Contact-tracing apps to combat the Covid-19 pandemic have increasingly been mentioned as useful tools to accompany and contribute to a return to normality despite the many ethical and legal questions they raise. The pressure exerted by business circles and lobbies to restart and ‘save the economy’ has been intense. What started as a public health crisis morphed into an economic crisis and we are now faced with a ‘trick-or-treat’ choice: accept to ‘pay the price’ and use invasive tracing apps, and by so doing facilitate a gradual reopening of business, or fight for privacy and delay the return to normality. This policy brief offers new arguments to reject this binary choice and argues that:
- Using contact-tracing apps to fight the spread of the virus is intrusive and threatens EU citizens' right to privacy. To defend this right, key rules and principles of EU law, in particular those embedded in the General Data Protection Regulation (GDPR) and e-Privacy Directive, must be upheld.

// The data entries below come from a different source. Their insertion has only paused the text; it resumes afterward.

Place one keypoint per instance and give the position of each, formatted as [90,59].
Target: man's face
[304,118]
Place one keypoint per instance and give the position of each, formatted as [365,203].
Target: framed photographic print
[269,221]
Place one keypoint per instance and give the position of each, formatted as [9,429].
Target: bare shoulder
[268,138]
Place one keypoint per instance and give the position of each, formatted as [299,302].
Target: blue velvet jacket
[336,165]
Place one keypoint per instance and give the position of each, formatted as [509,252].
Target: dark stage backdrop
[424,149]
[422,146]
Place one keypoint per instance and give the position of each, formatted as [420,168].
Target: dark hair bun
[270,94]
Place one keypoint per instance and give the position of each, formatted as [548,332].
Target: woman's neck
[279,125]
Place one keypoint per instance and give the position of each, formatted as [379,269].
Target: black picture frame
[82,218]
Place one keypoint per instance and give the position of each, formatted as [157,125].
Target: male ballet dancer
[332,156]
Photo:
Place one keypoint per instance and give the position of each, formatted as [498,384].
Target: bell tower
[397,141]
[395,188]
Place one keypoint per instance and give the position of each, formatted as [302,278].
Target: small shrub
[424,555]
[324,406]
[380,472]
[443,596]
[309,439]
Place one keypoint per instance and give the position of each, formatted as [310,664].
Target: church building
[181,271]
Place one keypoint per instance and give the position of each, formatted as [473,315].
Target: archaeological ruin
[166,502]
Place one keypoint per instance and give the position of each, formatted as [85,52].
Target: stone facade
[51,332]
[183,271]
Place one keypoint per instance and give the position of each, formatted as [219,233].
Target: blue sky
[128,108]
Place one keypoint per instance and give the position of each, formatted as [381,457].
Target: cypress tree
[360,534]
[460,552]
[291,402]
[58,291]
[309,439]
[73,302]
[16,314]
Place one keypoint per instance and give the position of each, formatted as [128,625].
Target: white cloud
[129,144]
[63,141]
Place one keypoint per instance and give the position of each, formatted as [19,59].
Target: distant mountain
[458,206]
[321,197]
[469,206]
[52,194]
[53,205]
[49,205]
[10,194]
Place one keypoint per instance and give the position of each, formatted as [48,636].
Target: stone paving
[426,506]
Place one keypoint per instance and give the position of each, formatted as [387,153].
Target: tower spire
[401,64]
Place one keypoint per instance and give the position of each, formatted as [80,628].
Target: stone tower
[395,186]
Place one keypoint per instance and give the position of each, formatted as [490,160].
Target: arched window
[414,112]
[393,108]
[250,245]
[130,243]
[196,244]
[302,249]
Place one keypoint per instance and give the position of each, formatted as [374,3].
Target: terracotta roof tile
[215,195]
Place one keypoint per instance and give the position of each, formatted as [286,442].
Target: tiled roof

- Claiming that defending privacy undermines the fight against the pandemic and the reopening of the economy is a mistake: for contact-tracing apps to be at all effective, they must be voluntarily and freely downloaded and used by a majority of citizens. This will only happen if citizens are confident that their privacy is not at stake. The two battles, for privacy and against COVID-19, are complementary, not opposed.
- Contact-tracing apps should only be used in the workplace if specific requirements are met (regarding, among other things, the purpose of the app, the type of data collected, how long the data is kept, whether workers give their consent, and whether trade unions are involved).
- Finally, it is of the utmost importance that contact-tracing apps are not used to sow the seeds of a future culture of hyper surveillance in the workplace.